SIGHTINGS


 
Rats Laugh When Tickled
From Discovery News Briefs
http://www.discovery.com

Note - If you are considering a holdable, intelligent pet for your children, or even yourself, consider a rat. Smart, clean, intelligent, affectionate, easy to care for, and will eat practically anything you do, rats are superior pets (what we all hoped most hamsters would be). A single rat can be easily be kept in a 15-20 gallon screen top glass terrarium which can be quickly emptied of pine shavings and Windexed weekly. (No more smelly wire cages). They love to go places in pockets or just hang out on your shoulder or lap. Most are smart enough to cage train themselves almost immediately. This story will come as no surprise to those who have, or have had, rats as pets.

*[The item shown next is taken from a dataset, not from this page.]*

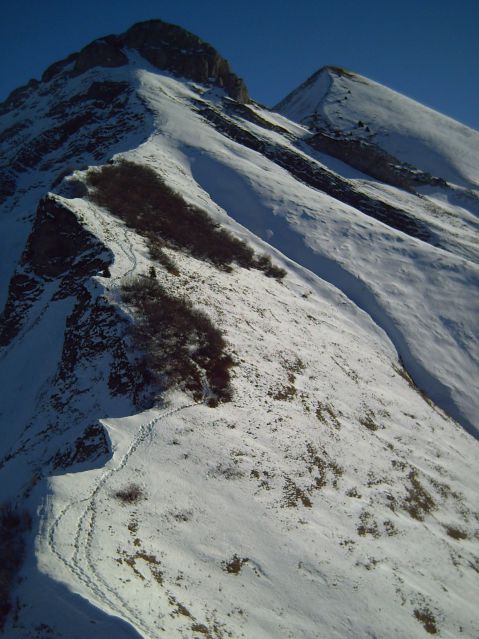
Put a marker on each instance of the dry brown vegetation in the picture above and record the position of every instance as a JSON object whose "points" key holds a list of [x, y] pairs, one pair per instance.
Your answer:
{"points": [[131, 494], [139, 196], [181, 345]]}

If they were called 'Fuzzies' (or some other 'cute' name) and had no tails, domesticated rats would probably be America's favorite small animal companions.
 
 
Psychologists in the U.S. claim to have the first credible evidence that animals other than humans and our close cousins are capable of laughter.
 
For years, biologists have known that chimpanzees and even some monkeys produce a panting sound similar to human laughter, but evidence of mirth among other mammals has been sketchy at best. Jaak Panksepp and Jeffrey Burgdorf of Bowling Green State University in Ohio tried to rectify the situation -- by tickling rats, New Scientist magazine reports in its May 2 issue.
 
Rats respond to tickling by emitting whistles outside our range of hearing. These chirpings have been detected before, but most researchers thought they signaled distress or aggression, or were a prelude to sex.
 
But the Ohio researchers found that young rats chirp vigorously during play sessions with each other. They also chirp more than their elders when they are tickled, which Panksepp says fits with the idea that children are more ticklish than adults.
 
Panksepp believes the tickling experiments show that a "primal form of laughter" evolved well before primates appeared. He suggests that rats and primates, especially the young, use laughter to distinguish playful from threatening physical interactions, New Scientist says.
 
"We'd be surprised if rats have a sense of humor, but they clearly have a sense of fun," he says. Panksepp expects many scientists to be skeptical about claims for human emotions in a lower species, but he points out that our laughter is triggered by brain regions that evolved from ancient times.
 
Robert Provine, who studies laughter at the University of Maryland, believes many social mammals probably produce laughter-like sounds. But he says it takes "an intuitive leap" to interpret the calls as laughter, because they sound very different.